In deze zaak heeft verzoekster op 9 mei 2023 beroep ingesteld tegen het niet-tijdig beslissen op haar aanvraag om een machtiging tot voorlopig verblijf (mvv). De staatssecretaris van Justitie en Veiligheid, als verweerder, heeft op dezelfde datum de aanvraag ingewilligd. Verzoekster heeft vervolgens het beroep ingetrokken en verzocht om vergoeding van de proceskosten. De rechtbank heeft op basis van artikel 8:54, eerste lid, van de Algemene wet bestuursrecht (Awb) uitspraak gedaan zonder zitting.

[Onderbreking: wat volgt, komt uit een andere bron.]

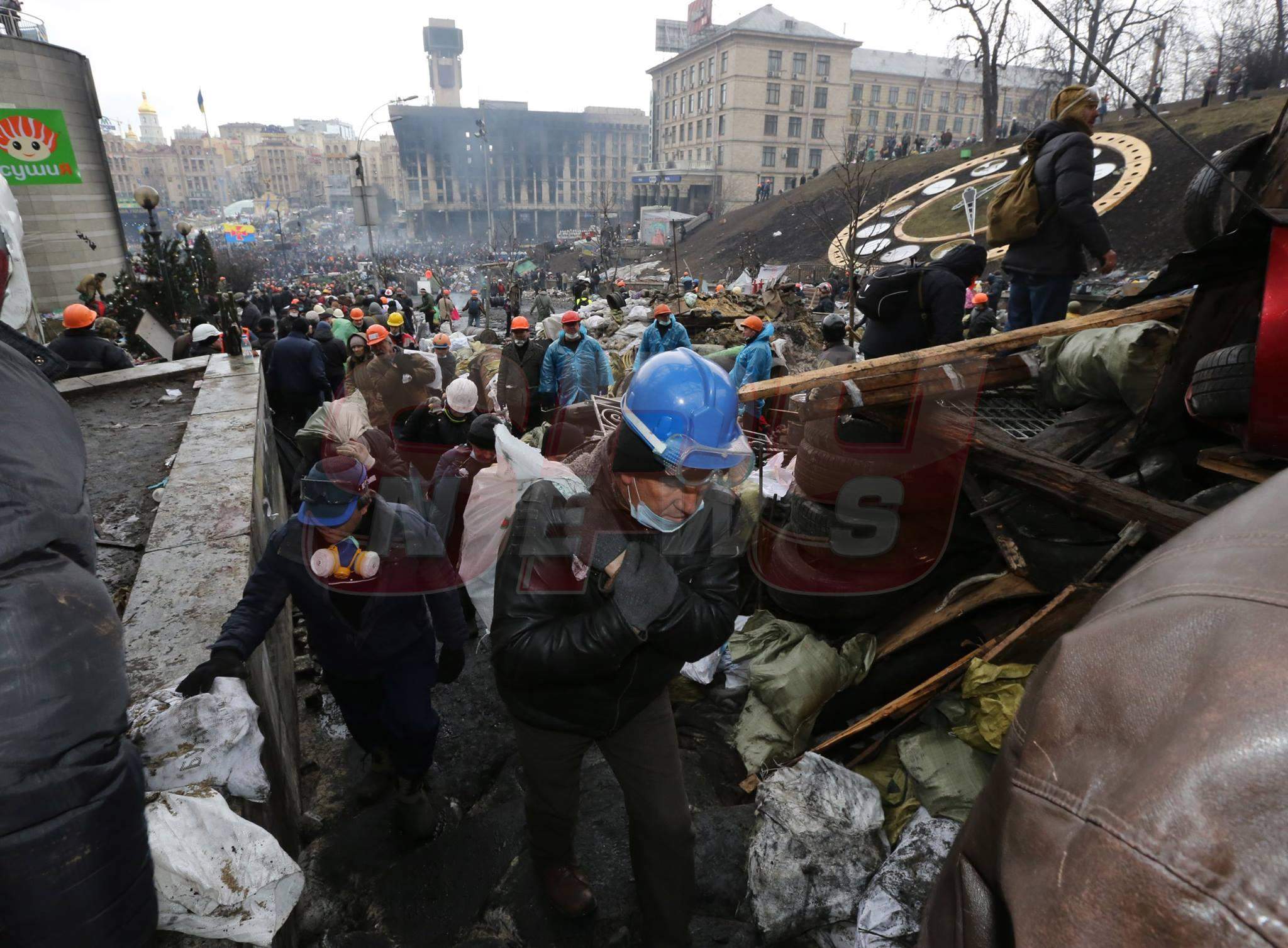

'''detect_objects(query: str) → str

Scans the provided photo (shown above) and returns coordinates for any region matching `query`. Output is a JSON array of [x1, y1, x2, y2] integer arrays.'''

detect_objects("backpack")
[[854, 263, 926, 322]]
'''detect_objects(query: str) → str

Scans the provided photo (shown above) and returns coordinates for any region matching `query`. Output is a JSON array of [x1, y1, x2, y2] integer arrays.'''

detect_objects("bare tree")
[[928, 0, 1029, 148]]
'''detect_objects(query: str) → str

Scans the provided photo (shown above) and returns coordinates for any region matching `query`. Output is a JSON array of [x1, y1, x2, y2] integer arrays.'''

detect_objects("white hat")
[[443, 378, 479, 415]]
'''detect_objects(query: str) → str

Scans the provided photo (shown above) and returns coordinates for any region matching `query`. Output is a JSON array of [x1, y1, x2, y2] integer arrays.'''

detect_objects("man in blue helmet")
[[729, 316, 774, 431], [179, 457, 466, 840], [635, 302, 693, 372], [492, 349, 752, 948]]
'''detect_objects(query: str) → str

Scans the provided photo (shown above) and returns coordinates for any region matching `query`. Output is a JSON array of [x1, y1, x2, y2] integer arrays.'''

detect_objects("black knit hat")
[[465, 415, 501, 451]]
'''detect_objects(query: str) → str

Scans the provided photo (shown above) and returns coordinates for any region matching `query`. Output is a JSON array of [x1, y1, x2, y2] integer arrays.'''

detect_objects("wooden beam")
[[738, 295, 1190, 402]]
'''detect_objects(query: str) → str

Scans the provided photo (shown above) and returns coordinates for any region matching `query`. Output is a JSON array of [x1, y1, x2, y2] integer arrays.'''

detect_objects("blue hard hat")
[[622, 349, 753, 470]]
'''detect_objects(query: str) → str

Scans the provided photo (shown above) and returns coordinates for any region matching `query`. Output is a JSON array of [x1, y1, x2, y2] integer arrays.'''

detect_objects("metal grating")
[[939, 389, 1063, 441]]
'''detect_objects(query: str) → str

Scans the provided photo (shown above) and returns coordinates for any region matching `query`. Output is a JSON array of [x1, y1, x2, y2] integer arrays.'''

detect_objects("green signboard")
[[0, 108, 81, 184]]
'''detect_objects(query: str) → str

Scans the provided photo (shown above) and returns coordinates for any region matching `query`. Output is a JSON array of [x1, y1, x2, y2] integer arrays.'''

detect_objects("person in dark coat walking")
[[859, 243, 988, 360], [265, 316, 331, 437], [49, 302, 134, 378], [1002, 85, 1118, 330], [179, 458, 465, 840], [313, 321, 349, 395], [496, 316, 545, 436]]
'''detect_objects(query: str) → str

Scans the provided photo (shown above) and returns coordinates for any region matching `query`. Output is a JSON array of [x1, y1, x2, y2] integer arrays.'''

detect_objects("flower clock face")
[[828, 131, 1152, 268], [0, 114, 58, 161]]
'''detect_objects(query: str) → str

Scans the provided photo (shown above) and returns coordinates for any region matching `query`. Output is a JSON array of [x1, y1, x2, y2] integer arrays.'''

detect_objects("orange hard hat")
[[63, 302, 98, 330]]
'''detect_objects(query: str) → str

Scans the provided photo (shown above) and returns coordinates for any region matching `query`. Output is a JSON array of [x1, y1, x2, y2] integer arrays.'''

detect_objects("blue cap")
[[296, 457, 367, 527]]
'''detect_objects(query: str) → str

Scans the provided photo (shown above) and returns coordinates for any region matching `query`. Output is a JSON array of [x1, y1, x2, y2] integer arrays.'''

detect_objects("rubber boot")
[[394, 775, 443, 840], [354, 747, 394, 807]]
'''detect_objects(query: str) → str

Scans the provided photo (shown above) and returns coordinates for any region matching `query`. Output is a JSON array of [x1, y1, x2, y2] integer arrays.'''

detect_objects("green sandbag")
[[1038, 319, 1176, 415], [729, 610, 876, 771]]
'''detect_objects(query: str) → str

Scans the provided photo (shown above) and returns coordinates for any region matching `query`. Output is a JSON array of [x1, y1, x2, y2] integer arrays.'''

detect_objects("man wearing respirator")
[[179, 456, 466, 840]]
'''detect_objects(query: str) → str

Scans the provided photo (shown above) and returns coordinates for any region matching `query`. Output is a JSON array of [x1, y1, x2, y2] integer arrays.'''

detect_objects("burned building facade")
[[391, 101, 649, 247]]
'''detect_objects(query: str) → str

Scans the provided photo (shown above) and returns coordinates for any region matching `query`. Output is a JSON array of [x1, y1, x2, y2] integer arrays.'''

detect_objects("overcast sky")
[[47, 0, 956, 135]]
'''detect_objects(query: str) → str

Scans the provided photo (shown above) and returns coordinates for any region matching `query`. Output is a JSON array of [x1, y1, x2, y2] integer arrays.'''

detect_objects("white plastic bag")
[[143, 790, 304, 945], [460, 425, 586, 629], [129, 678, 269, 802]]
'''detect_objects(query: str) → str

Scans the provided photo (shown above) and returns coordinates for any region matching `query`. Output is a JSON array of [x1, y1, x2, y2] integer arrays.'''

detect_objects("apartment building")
[[641, 5, 859, 214], [847, 49, 1062, 148]]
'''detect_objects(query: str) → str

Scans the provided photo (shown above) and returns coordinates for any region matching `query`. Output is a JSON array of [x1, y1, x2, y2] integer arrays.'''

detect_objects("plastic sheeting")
[[729, 610, 876, 770], [129, 678, 269, 802], [747, 754, 890, 944], [853, 808, 961, 948], [144, 791, 304, 945]]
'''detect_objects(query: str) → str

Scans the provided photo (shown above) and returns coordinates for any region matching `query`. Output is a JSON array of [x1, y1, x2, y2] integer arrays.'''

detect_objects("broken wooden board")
[[738, 296, 1190, 402], [877, 573, 1042, 661], [1198, 444, 1288, 484]]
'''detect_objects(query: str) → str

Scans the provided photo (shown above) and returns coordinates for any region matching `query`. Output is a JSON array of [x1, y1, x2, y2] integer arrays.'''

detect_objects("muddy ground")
[[69, 377, 197, 612]]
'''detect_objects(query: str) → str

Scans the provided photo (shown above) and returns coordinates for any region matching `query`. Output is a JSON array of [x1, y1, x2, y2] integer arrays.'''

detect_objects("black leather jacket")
[[492, 478, 738, 737]]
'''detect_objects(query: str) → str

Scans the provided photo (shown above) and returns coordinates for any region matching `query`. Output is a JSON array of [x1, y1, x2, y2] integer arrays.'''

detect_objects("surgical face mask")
[[626, 482, 706, 533]]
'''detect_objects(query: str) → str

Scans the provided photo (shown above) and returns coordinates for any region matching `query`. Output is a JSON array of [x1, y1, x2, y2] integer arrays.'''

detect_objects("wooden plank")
[[933, 415, 1206, 539], [1198, 444, 1288, 484], [738, 296, 1190, 402], [877, 573, 1042, 659]]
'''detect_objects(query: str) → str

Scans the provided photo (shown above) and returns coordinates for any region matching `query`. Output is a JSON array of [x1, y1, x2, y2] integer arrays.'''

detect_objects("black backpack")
[[854, 263, 926, 322]]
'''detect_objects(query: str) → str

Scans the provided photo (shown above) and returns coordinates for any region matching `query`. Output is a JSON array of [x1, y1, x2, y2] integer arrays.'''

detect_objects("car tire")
[[1190, 343, 1257, 419]]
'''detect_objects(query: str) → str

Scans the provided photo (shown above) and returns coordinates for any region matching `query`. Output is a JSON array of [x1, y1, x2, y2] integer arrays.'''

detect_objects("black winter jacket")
[[859, 243, 988, 360], [211, 496, 466, 679], [1002, 120, 1110, 277], [49, 326, 134, 378], [492, 479, 738, 737]]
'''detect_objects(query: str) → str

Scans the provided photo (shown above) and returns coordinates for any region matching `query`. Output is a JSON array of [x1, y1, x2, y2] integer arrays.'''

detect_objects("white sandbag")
[[747, 752, 890, 944], [129, 678, 269, 802], [460, 425, 586, 629], [854, 807, 961, 948], [143, 790, 304, 945]]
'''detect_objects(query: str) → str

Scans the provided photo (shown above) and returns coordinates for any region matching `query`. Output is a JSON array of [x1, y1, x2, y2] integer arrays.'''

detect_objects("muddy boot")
[[538, 866, 595, 918], [353, 747, 394, 807], [394, 775, 443, 840]]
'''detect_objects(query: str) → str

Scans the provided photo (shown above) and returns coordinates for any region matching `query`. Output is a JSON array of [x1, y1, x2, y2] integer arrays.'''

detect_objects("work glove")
[[175, 648, 248, 698], [438, 646, 465, 685]]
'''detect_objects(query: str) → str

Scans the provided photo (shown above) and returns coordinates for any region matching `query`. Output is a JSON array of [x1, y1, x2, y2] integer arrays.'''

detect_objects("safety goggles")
[[622, 405, 756, 487]]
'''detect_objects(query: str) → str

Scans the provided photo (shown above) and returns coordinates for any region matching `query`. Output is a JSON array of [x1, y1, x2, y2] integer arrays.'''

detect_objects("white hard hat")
[[443, 378, 479, 415]]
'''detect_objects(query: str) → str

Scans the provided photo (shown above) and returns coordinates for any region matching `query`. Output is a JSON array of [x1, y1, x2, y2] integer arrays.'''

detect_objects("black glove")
[[438, 646, 465, 685], [178, 648, 248, 698]]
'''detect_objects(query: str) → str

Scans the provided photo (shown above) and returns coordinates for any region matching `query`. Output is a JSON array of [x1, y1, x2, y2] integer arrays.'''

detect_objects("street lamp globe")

De rechtbank overweegt dat de veroordeling van een partij in de proceskosten is geregeld in de artikelen 8:75 en 8:75a van de Awb, en dat als een beroep wordt ingetrokken omdat het bestuursorgaan tegemoet is gekomen aan de indiener, de rechtbank op verzoek van de indiener het bestuursorgaan kan veroordelen in de proceskosten. In dit geval heeft verweerder niet tijdig beslist op de aanvraag van verzoekster, en heeft deze aanvraag hangende het beroep ingewilligd, waardoor verweerder geheel aan het beroep van verzoekster tegemoet is gekomen.
De rechtbank heeft het verzoek om proceskostenvergoeding als kennelijk gegrond toegewezen en de proceskosten vastgesteld op € 418,50, gebaseerd op de door een derde verleende rechtsbijstand. De rechtbank heeft de wegingsfactor 'licht' toegepast, aangezien het beroep enkel betrekking had op het niet tijdig nemen van een besluit. Daarnaast heeft de rechtbank verweerder erop gewezen dat hij verplicht is het door verzoekster betaalde griffierecht van € 184 te vergoeden. De rechtbank heeft de beslissing openbaar gemaakt en verzoekster geïnformeerd over de mogelijkheid tot het indienen van een verzetschrift indien zij het niet eens is met de uitspraak.